Ромка протянул ему билет – открытку  с виньеткой и печатью , охранник даже не взглянул на бумажку, снова ответил поклоном, на этот раз неглубоким: просто склонил голову.
          –  Рады вас видеть, гостей ждут наверху.
"Любезный, – сказал Ромка, внося в ситуацию своё видение, – мы бы хотели вначале осмотреть первый этаж. – Там, я знаю, выставки современной живописи? Не будете против?"
         – Мероприятие на втором этаже.
Охранник (или артист?) начинал выходить из роли.
"Мы быстро, – пообещал Ромка. – Кинем беглый взгляд и вернёмся сюда, чтобы подняться на этаж выше и приобщиться к высшим сферам". "Марианна Валерьевна в курсе", –  кинул я, обернувшись к нашему костюмированному собеседнику: мы уже входили под полукруглую арку налево.
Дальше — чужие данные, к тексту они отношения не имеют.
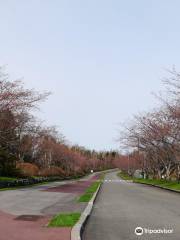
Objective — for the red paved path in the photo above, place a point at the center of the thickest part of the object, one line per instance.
(13, 229)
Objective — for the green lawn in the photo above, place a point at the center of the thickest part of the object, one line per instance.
(64, 220)
(157, 182)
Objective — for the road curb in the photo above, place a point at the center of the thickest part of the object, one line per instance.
(76, 231)
(168, 189)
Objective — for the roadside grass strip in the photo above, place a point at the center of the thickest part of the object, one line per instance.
(64, 220)
(124, 176)
(174, 185)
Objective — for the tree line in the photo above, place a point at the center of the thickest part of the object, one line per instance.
(153, 138)
(28, 148)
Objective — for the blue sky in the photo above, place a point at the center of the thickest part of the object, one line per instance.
(101, 59)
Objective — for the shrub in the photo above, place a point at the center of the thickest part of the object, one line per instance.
(28, 169)
(53, 171)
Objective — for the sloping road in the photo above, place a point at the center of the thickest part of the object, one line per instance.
(122, 206)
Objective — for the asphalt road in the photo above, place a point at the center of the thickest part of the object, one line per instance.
(122, 206)
(36, 200)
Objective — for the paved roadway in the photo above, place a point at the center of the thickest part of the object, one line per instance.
(35, 201)
(122, 206)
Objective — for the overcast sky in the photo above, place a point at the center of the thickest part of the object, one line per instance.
(101, 59)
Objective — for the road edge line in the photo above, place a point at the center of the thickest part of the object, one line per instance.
(164, 188)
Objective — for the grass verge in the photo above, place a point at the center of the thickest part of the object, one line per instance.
(64, 220)
(174, 185)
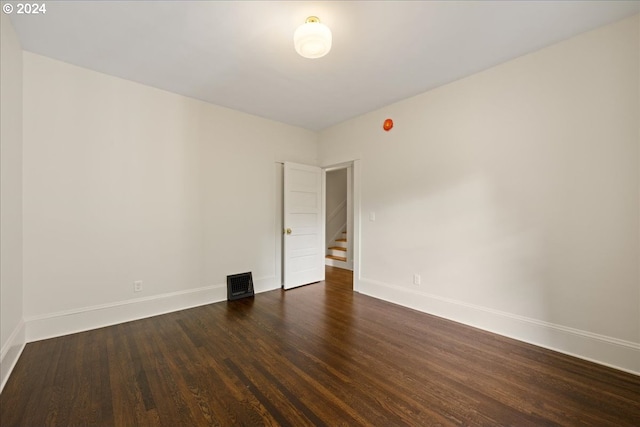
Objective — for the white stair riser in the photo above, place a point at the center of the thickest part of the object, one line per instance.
(336, 252)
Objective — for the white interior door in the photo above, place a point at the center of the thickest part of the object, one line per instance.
(303, 225)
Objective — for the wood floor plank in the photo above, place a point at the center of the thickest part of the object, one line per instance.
(316, 355)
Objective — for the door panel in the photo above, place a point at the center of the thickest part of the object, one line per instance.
(303, 225)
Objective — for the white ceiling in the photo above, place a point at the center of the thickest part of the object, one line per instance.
(240, 54)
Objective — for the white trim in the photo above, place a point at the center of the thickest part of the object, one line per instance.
(605, 350)
(11, 352)
(87, 318)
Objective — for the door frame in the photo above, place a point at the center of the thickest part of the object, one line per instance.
(353, 215)
(356, 216)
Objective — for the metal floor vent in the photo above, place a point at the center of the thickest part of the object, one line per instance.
(239, 286)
Над ней красовалась надпись разноцветными буквами: "Мир детства". И ниже: "Игротека". Охранник сидел в креслице кассирши, готовом в любой момент под ним рассыпаться, и  с энтузиазмом уставил взгляд  в экран сотового телефона. Локоны парика, как два больших собачьих уха, закрывали его лицо и касались колен. С этой минуты он больше не обращал на нас никакого внимания. Сотрудник выполнил свои обязанности и мог заняться любимой электронной развлекушкой. Имя Марианны Валерьевны, директора музея, вряд ли сыграло  какую-либо роль.
      Ромка шагнул через порог и завертел запрокинутой  головой, разглядывая необычную выставку. В зале по стенам были расставлены огромные макеты динозавров, рядом  аккуратные таблички указывали разновидность древнего жителя Земли и его имя. Огромного тиранозавра с оскаленной  зубастой мордой именовали Тошей. Ростом пластиковый Тоша был под потолок.  Толстобрюхого брахиозавра Левончика разместили на фоне искусственных папоротников, перед целым стадом длинношеих травоядных игуанадонов. "Дорогой друг! Ты решил посетить наш парк Юрского периода?  Не бойся! Динозаврики рады с тобой познакомиться". Это было написано на ярком плакате у входа. Внизу лаконичное добавление: "Поздороваться с динозавриком – 500 рублей".  Чтобы поздороваться, нужно было нажать на большую кнопку в подставке макета.  Раздавалось гудение, динозавр дёргался, вытягивал вперёд лапу для приветствия или кивал головой. Мы имели возможность проделать всё это даром, и Ромка даже вошёл во вкус.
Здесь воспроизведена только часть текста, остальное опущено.